Many alumni of Punt’s lab have progressed to prestigious graduate, medical, and veterinary programs at Harvard, Yale, Johns Hopkins, Stanford, MIT, and the University of California at Berkeley. Her current students hope that their experience will afford them similar options. Dan Grant’s immediate plans call for time in a research lab at the University of Pennsylvania, while his long-range sights are set on a career in science and health policy. “The experience I’ve had in the Punt lab will be a great asset because it has provided me with a strong scientific foundation,” he says, “and allowed me to see how much I enjoy the hands-on world of laboratory research.”

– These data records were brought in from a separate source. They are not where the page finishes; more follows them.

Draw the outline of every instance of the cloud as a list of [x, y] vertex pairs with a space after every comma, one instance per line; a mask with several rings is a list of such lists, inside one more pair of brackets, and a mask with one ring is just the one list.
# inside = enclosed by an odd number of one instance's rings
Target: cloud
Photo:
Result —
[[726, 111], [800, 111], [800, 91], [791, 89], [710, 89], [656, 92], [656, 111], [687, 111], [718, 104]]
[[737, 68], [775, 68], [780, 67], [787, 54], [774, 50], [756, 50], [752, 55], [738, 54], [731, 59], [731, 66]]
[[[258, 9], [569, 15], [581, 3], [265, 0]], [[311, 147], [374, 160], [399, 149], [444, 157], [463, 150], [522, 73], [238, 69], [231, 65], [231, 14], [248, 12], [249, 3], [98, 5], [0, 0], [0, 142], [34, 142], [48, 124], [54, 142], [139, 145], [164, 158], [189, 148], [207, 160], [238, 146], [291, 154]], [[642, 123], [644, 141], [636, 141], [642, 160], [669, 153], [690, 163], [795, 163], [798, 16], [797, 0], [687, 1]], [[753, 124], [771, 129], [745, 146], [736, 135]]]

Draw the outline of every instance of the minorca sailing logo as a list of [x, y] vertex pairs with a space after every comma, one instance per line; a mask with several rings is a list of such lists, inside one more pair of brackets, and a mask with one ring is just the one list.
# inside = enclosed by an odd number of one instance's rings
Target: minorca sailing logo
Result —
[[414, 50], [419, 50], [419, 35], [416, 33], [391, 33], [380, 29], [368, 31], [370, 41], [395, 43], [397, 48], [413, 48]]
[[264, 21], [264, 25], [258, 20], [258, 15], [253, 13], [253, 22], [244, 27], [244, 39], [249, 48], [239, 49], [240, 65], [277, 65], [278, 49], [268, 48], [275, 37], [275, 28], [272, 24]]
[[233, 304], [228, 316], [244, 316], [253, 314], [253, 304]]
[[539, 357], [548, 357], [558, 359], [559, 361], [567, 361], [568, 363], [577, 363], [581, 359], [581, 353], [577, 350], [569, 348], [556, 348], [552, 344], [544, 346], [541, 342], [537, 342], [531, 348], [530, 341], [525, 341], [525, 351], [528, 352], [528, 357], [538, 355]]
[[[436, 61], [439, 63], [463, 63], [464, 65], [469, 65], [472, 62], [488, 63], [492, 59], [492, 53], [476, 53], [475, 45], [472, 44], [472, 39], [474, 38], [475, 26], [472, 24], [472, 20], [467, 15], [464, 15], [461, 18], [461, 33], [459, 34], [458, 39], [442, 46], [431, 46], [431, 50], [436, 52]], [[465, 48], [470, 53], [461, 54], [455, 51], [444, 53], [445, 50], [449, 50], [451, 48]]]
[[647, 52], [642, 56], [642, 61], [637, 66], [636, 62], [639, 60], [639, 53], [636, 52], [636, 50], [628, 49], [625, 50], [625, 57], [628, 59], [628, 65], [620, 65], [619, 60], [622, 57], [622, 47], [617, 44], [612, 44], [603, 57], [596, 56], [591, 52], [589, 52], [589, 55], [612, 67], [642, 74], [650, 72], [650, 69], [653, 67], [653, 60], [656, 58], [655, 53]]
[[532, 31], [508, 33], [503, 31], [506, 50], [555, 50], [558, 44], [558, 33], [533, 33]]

Punt is always happy to see her students meet with post-Haverford success, but their farewells are bittersweet. “When students leave it’s tragic,” she says, “because they take with them intangible skills. They’re not just people working in a lab; they’re leaving an incredible legacy.”
For their part, Punt’s young researchers see her as much more than a teacher and supervisor. “Working with Jenni has been a blessing,” says Nathan Singh. “She had been an amazing mentor and has become a great friend.”